L’officina dei morti di fame
ai margini dell’ex-Brianza commerciale, oramai fitta di capannoni sfitti
si erge nella sporcizia, morale e materiale, degna di una fabbrica di catrame
l’Officina dei morti di fame.
sognando di avere creato un impero industriale degno d’un Ferrero
verrà ad accogliervi, all’entrata, in sella all’inseparabile muletto
un omino tutto nero, voncione cromatore, crapapelada col baffetto,
d’etimologia hitleriana, sdrucito maneggione finto burbero,
arricchito dai famosi anni ‘70 crestando su stipendi e tasse,
con cinque o sei operai scazzati a sbrogliare ogni tipo di sua impasse.
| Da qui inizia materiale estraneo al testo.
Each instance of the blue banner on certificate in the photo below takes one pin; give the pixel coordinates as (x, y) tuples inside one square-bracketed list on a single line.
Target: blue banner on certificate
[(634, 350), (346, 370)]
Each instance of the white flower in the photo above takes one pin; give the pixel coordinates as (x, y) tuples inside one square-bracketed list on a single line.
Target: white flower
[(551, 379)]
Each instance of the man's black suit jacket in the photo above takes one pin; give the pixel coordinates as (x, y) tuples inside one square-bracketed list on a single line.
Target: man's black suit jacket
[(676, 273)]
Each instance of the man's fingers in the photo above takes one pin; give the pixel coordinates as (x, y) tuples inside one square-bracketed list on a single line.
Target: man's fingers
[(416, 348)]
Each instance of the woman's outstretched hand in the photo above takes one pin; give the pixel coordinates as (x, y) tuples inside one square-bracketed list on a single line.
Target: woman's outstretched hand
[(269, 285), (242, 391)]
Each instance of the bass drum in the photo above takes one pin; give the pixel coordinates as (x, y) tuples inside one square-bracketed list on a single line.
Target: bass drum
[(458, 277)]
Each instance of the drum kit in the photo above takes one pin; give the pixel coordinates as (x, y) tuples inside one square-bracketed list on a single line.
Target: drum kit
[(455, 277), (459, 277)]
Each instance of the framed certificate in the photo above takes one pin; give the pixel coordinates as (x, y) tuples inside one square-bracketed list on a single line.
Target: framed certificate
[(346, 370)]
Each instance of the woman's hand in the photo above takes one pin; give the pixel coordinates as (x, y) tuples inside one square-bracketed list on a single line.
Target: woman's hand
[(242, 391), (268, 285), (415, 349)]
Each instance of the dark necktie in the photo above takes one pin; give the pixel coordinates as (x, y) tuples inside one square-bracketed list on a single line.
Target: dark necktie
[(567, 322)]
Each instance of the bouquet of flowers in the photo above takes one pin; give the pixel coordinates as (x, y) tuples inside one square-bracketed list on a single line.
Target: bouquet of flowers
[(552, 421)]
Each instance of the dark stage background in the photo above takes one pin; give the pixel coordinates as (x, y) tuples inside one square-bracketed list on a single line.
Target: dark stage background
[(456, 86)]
voncione il cromatore è l’arroganza dei dementi
che alzano la voce con i deboli leccando i culi dei potenti,
è sintesi dell’ignoranza dell’uomo che ha sempre in tasca una soluzione
truffare il fisco, fare nero, inquinare, scampando sempre la prigione,
grazie ad appoggi comunali e a un esercito di ragionieri, dotti consulenti,
vantandosi d’un’azienda che ha come massimi clienti
vecchi collezionisti di cianfrusaglie bisognosi di cromar bulloni.
pontifica su tutto, dalla contabilità semplificata alla calligrafia
e a scrivere un’email di tre righe, sgrammaticata, ci mette il tempo d’una serigrafia,
mischiando orografia e ortografia, voncione il cromatore,
confonde i monti con Tremonti, la valle con la torta
che si spartisce insieme al figlio Topgàn, maestro di gestione e controllo sulla carta,
la carta dei vini al ristorante, dove trascorre le giornate a non far niente.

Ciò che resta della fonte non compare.